SHBC1177
G.P.W.LAU1, B.J.LAU1, S.MD BIN MA’AROF1
Institute of Mental Health1
Amid the COVID-19 Pandemic, strategies had to be established to ensure patients with severe, treatment-refractory Obsessive-Compulsive Disorder (OCD) and other related disorders such as Body Dysmorphic Disorder (BDD) continued to receive continuous personalized care and treatment to prevent relapses and readmissions. The dedicated multi-disciplinary clinical team strategized to provide thorough assessment and a range of gold-standard treatment options. This paper describes these strategies and outcomes.

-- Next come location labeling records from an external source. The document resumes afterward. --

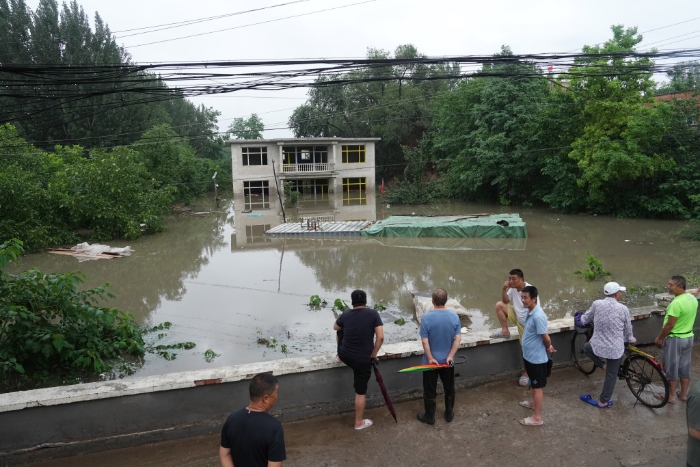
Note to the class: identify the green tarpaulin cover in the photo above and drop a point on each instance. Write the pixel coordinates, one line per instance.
(466, 226)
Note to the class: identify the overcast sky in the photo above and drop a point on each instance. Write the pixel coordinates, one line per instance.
(349, 27)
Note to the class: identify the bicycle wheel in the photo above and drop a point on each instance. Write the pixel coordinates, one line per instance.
(646, 381)
(583, 363)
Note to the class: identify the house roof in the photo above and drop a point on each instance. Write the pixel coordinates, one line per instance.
(296, 140)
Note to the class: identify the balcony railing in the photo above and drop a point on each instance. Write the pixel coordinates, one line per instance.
(307, 167)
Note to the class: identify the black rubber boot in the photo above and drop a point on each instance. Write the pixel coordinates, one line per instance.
(449, 408)
(429, 415)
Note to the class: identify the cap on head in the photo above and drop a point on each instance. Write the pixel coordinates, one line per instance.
(611, 288)
(358, 297)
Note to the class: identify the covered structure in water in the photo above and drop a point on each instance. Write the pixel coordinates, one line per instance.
(466, 226)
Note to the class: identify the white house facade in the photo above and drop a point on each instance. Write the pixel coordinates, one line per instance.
(319, 169)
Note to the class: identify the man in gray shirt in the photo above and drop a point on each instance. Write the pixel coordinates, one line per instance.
(612, 328)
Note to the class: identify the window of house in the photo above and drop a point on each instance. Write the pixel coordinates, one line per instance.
(256, 233)
(304, 154)
(354, 154)
(354, 191)
(254, 156)
(257, 194)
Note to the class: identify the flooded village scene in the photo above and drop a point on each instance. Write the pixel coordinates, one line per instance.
(229, 231)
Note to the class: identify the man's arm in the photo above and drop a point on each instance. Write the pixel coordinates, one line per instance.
(666, 330)
(588, 316)
(504, 293)
(225, 457)
(426, 349)
(547, 342)
(378, 341)
(454, 348)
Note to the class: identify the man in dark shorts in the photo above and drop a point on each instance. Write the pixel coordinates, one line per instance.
(440, 334)
(251, 436)
(358, 346)
(536, 344)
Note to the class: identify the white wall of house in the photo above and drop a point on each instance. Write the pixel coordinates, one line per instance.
(256, 173)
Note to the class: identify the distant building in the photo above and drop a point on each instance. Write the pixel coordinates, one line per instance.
(317, 167)
(681, 95)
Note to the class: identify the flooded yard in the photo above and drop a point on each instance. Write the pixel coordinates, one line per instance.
(228, 288)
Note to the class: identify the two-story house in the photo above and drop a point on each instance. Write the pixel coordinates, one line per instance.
(319, 169)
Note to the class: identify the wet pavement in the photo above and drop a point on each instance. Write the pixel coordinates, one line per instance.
(485, 431)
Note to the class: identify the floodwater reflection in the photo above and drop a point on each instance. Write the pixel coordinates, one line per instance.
(227, 287)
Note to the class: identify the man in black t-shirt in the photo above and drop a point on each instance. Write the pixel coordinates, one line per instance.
(358, 346)
(251, 436)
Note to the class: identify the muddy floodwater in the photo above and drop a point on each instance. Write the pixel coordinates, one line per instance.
(225, 286)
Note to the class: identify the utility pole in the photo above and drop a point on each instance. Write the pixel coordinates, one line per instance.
(216, 191)
(274, 174)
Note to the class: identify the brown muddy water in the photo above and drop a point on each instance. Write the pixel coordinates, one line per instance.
(224, 285)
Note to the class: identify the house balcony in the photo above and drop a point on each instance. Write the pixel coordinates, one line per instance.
(305, 169)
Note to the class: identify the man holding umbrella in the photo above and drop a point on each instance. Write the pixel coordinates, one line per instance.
(358, 347)
(440, 334)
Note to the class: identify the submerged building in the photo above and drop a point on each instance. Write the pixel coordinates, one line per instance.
(317, 167)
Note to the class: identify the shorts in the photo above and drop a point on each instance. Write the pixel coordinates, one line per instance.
(676, 357)
(512, 319)
(361, 373)
(537, 373)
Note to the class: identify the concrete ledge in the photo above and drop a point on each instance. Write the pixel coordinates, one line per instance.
(68, 420)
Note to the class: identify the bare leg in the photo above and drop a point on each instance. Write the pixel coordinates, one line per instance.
(536, 402)
(672, 390)
(502, 315)
(359, 409)
(685, 382)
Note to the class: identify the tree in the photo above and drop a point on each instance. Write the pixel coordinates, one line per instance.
(247, 128)
(682, 77)
(613, 92)
(485, 131)
(389, 102)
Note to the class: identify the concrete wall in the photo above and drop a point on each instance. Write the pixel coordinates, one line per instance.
(64, 421)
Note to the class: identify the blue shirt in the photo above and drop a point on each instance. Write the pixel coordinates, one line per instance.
(440, 328)
(533, 344)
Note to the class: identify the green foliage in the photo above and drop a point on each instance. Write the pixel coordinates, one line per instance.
(291, 197)
(112, 193)
(595, 269)
(340, 305)
(685, 76)
(693, 230)
(52, 329)
(53, 333)
(396, 110)
(247, 128)
(316, 302)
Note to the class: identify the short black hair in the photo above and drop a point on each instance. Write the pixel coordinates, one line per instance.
(679, 281)
(517, 272)
(358, 297)
(439, 297)
(531, 291)
(262, 384)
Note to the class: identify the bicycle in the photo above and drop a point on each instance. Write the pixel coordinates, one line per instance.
(644, 375)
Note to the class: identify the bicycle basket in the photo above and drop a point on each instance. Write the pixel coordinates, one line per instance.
(578, 324)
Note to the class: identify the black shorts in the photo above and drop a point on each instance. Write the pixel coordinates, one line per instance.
(361, 372)
(537, 372)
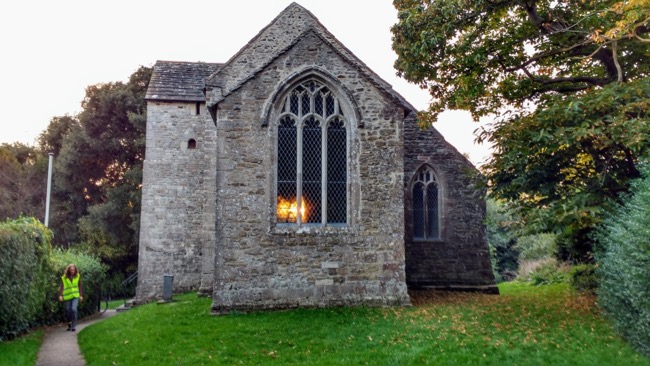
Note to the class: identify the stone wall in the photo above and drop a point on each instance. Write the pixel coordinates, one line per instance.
(178, 199)
(260, 265)
(460, 259)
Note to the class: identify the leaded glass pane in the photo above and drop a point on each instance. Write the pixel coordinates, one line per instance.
(287, 170)
(312, 175)
(318, 103)
(418, 210)
(306, 109)
(311, 102)
(329, 105)
(336, 173)
(293, 102)
(433, 230)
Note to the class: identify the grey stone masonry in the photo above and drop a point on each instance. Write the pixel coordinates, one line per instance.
(210, 188)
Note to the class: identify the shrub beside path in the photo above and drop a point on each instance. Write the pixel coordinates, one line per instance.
(60, 347)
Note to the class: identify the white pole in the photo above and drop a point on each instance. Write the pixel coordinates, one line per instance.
(49, 189)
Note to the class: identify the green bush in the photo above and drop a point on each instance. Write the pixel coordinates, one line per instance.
(547, 273)
(93, 275)
(537, 246)
(583, 277)
(30, 275)
(624, 272)
(25, 247)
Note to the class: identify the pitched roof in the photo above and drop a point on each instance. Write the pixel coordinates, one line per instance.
(179, 81)
(292, 24)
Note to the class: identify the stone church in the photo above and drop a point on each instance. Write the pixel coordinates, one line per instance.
(293, 176)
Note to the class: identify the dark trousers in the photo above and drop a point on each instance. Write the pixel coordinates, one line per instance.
(71, 312)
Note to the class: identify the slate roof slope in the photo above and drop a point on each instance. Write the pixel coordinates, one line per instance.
(179, 81)
(292, 24)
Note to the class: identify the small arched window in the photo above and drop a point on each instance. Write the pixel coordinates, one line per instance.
(426, 205)
(312, 173)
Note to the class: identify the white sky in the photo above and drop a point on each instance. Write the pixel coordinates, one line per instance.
(52, 50)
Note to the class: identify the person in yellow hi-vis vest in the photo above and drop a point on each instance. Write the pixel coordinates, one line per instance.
(71, 292)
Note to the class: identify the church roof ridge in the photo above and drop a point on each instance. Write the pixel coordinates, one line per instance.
(179, 80)
(228, 83)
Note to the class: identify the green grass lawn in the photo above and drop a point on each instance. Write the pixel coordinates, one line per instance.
(21, 351)
(525, 325)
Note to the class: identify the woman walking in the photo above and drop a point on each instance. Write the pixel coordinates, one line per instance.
(70, 292)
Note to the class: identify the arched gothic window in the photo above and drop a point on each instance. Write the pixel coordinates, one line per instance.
(312, 157)
(426, 208)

From August 20 to July 21, due to split team infection control measures, 22 patients were assessed and if accepted, reviewed via Telehealth by the doctor whilst psychologist and case manager (CM) assessed patient face to face in clinic. The psychologist administered the Yales Brown Obsessive Compulsive Scale (YBOCS), the case manager administered Obsessive Compulsive Inventory-Revised (OCI-R), Patient Health Questionnaire (PHQ-9), Quality of Life Enjoyment and Satisfaction Questionnaire – Short Form (QLES-SF), as well as the EQ-5D-5L. She followed up her patients with telephonic case management.
8 patients were discharged back to the referring doctor due to the following reasons – patient’s request, not keen/motivated for intensive therapy sessions, does not have a diagnosis of OCD, referred for second opinion. However, of the remaining 14 patients, only 1 was admitted for depression. Overall in this cohort, 3 patients showed significant reduction in OCD symptoms within the first 3 months of intensive therapy despite poor prognosis and 11 patients remain stable
In conculsion, the OCD services effectively adapted and successfully provide treatment to treatment resistant, severe OCD patients through telehealth and telephonic case management.